The winners will be revealed during the Spikes Asia Awards Ceremony that will be held Tuesday evening 18 September at the Grand Theatre, Marina Bay Sands. Other accolades to be announced are: Agency of the Year, Independent Agency of the Year, Media Agency of the Year, Network of the Year, and the new Spikes Palm Award presented to the most awarded production company. P&G Asia will be honoured with the 2012 Advertiser of the Year award. The event will conclude with the After Party at Avalon nightclub.
8 Comments
With current awards budgets stretched to the limit why on earth would agencies here enter this show?

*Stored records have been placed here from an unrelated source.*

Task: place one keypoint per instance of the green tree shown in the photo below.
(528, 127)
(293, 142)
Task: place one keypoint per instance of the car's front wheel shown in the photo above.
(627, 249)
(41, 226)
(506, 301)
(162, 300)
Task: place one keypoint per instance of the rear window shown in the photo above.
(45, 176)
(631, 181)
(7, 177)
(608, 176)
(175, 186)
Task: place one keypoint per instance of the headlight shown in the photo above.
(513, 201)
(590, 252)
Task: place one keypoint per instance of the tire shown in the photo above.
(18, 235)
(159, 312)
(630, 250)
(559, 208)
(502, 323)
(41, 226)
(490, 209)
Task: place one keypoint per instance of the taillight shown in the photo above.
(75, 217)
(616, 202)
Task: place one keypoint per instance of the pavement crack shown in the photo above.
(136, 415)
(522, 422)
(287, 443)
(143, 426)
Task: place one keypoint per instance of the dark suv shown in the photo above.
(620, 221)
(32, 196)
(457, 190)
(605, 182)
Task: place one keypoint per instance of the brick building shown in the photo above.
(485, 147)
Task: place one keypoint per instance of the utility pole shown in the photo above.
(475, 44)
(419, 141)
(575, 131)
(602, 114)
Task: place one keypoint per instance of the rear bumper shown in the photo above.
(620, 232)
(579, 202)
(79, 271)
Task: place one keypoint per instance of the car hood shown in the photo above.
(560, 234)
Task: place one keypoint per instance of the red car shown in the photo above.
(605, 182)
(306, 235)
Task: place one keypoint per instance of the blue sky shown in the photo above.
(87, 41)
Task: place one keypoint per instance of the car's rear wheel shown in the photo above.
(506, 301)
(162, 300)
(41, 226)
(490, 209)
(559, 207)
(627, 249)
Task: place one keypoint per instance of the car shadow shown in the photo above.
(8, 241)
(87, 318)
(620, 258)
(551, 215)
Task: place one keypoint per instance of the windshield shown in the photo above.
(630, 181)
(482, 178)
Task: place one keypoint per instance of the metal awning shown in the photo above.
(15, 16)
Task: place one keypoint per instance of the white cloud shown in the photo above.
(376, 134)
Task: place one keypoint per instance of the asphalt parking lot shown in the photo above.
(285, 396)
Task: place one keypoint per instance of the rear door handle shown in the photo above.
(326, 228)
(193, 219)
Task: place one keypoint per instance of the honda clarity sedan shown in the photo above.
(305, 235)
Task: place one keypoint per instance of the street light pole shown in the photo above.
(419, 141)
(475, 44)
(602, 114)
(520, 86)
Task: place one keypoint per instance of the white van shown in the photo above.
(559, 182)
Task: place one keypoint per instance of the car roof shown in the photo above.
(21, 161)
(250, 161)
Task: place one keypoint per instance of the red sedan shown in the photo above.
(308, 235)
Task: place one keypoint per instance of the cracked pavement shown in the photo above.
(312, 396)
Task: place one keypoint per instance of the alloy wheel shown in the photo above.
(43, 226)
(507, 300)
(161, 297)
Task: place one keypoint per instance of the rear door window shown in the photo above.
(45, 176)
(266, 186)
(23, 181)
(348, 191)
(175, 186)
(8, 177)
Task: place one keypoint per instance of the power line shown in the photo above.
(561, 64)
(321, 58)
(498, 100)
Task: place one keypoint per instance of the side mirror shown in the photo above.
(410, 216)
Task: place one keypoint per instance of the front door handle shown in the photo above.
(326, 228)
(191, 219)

I hope Clems haven’t given recent retrenchments!
I am totally starting my own award show.
if you work for a network, one of your responsibilities is to feed the network’s awards tally at a regional level.
hence, oz agencies enter shows like this.
highly likely that gunn report takes spikes into account, so that’s another reason.
now, Kinsale… that’s another matter entirely.
@baffled – I see. So we are making our shit Asian network look good?
@ still baffled, no not really.
Example: Ogilvy in Asia handily beats Ogilvy in many other regions of the world when it comes to awards – yep, 85% through pumping in scams to award shows, but your Friendly Network Head Office Bastards don’t really care.
So, to answer your question, you are actually making your shit Global CD (sorry, CCO as they’re now called) look good, and enabling him to make a down payment on his fifth Bentley just before you get retrenched next year as part of a worldwide cost-cutting exercise.
Oh, the irony, the irony.
i love watching creatives try and work out whats happening.
Australia enters cause it knows it can beat the pish that comes in from the rest of Asia. Except Japan which has digital sewn up every year. Plus, the more entries, the better chance of your network winning network of the year (see DDB last year, which won on volume not quality).
Anyway, Spikes looks dull this year – same old faces preaching to the choir. Do you really want to listen to Nick Brien’s thoughts on new technology as his agency loses creatives left right and centre? Thought not.The awards show is an after thought and is only kept around as it makes the organisers very rich.
That and AWARD has been so bloody parochial and rigged for so long it’s almost not worth entering.
Get an international jury and do pre-selection via the internet to make it fair. Jury chair can sort out whether or not it’s ‘scammy’.